See, I don't mind paying a good price (as long as the kit is of good quality of course...which the Mummy is) if the manufacturer benefits from it, but it's when shops do like you say and double the price when they convert it from dollars to pounds it gets annoying. I was thinking....ok...shops like Comet miniatures have to get these on import, but there again surely these kits have to be shipped from China to the US anyway and I might be wrong but there's most probably charges at US customs too.
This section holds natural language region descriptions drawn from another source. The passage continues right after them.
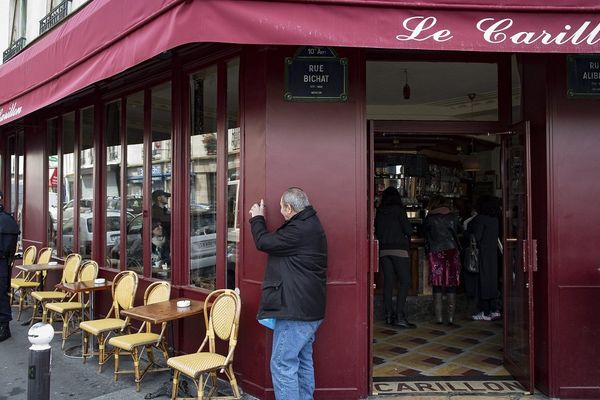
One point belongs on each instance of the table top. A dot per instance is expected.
(164, 311)
(83, 286)
(41, 267)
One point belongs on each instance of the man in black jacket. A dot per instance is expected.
(293, 291)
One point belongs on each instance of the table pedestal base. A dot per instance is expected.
(165, 390)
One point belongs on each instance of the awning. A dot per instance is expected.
(109, 36)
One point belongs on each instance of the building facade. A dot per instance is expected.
(222, 103)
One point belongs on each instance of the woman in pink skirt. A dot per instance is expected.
(443, 253)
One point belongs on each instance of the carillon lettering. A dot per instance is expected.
(499, 31)
(418, 25)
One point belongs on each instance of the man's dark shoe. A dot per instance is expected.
(4, 331)
(405, 325)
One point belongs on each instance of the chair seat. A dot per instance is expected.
(196, 363)
(22, 283)
(48, 295)
(64, 306)
(97, 326)
(128, 342)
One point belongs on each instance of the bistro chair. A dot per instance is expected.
(42, 297)
(24, 282)
(123, 294)
(222, 323)
(135, 343)
(75, 305)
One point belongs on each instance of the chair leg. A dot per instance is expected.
(175, 384)
(85, 346)
(100, 340)
(33, 314)
(200, 385)
(21, 301)
(136, 367)
(116, 374)
(232, 381)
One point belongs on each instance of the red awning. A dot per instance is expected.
(108, 36)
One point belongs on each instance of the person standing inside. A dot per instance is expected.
(160, 211)
(393, 230)
(443, 253)
(162, 215)
(9, 234)
(485, 228)
(293, 290)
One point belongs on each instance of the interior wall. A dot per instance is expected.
(321, 147)
(574, 236)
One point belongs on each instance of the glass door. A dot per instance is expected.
(519, 256)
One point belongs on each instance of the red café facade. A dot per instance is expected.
(221, 67)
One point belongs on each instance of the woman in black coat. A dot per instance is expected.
(485, 228)
(393, 231)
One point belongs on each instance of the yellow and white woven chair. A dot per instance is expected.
(222, 323)
(24, 283)
(145, 338)
(123, 294)
(43, 297)
(70, 310)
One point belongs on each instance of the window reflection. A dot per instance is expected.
(160, 232)
(233, 171)
(112, 140)
(68, 190)
(86, 175)
(203, 184)
(443, 91)
(51, 128)
(134, 254)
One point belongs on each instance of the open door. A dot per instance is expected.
(519, 256)
(373, 245)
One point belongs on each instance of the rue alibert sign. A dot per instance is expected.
(583, 75)
(316, 74)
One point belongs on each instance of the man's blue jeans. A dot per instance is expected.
(291, 359)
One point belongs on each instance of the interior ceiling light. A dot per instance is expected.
(406, 88)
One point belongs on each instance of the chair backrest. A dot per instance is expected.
(224, 318)
(72, 264)
(157, 291)
(88, 271)
(44, 255)
(29, 255)
(123, 292)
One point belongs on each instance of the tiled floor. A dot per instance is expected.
(470, 349)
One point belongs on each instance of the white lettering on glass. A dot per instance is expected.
(497, 32)
(418, 30)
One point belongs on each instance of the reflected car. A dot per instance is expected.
(203, 241)
(86, 219)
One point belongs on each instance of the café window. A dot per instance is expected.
(17, 176)
(138, 182)
(432, 91)
(214, 137)
(70, 185)
(68, 199)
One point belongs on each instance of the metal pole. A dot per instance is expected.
(40, 355)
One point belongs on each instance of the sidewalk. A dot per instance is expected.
(71, 379)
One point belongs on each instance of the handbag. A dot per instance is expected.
(471, 258)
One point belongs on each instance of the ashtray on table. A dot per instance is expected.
(183, 303)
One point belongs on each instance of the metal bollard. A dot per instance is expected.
(40, 354)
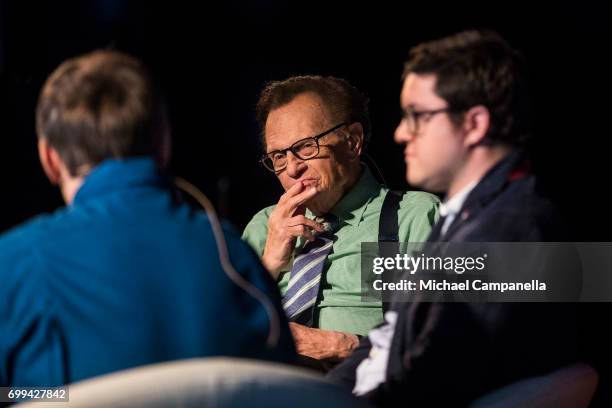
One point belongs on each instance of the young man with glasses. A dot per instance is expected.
(463, 126)
(314, 130)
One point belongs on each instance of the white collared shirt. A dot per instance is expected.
(372, 371)
(451, 206)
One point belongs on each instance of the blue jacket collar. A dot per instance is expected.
(115, 175)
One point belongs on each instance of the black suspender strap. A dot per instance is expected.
(388, 228)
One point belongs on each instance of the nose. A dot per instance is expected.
(295, 165)
(402, 135)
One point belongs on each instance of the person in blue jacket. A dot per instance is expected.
(126, 274)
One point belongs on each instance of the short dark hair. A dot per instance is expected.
(98, 106)
(343, 101)
(478, 67)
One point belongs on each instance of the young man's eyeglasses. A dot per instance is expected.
(414, 117)
(303, 149)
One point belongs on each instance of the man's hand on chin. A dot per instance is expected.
(322, 344)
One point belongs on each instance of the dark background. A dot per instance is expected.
(212, 59)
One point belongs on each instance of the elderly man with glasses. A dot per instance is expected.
(314, 130)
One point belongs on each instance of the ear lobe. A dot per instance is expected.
(476, 125)
(354, 139)
(49, 160)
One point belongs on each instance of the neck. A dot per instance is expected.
(479, 161)
(69, 185)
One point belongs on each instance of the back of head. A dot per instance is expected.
(102, 105)
(478, 68)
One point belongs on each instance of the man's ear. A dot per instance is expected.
(354, 139)
(50, 160)
(476, 125)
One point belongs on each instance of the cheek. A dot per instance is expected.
(286, 181)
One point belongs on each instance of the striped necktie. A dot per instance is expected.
(303, 286)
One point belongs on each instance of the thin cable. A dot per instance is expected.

So how come our friends across the pond pay about half the price?


----------



## GordonMitchell (Feb 12, 2009)

Most reputable dealers get bulk trade deals from manufacturers and in the hobby trade your usual mark up is 33.3%,some times you have to absorb a bit depending on the exchange rate but I found that overall(while trading)it evened out throughout the year and I never once had to make it £ for $ to my customers,what you have to watch for is the distributor(I wont name names)but I have found that they take a 50% mark up before offering to the hobby shop and some times the shop and distributor work hand in hand so you get a whopping jump in retail price,I had an incident at a Star Trek Con where I was accused of ripping of the customer because my goods were cheaper so they couldnt be the real dealyeah ....work that one out.If more people in the UK bought direct from the US it might make the profiteering retailers etc think again but I personally dont think it will as they have been doing it since the 92 and unfortunatelly still,cheers,Gordon


----------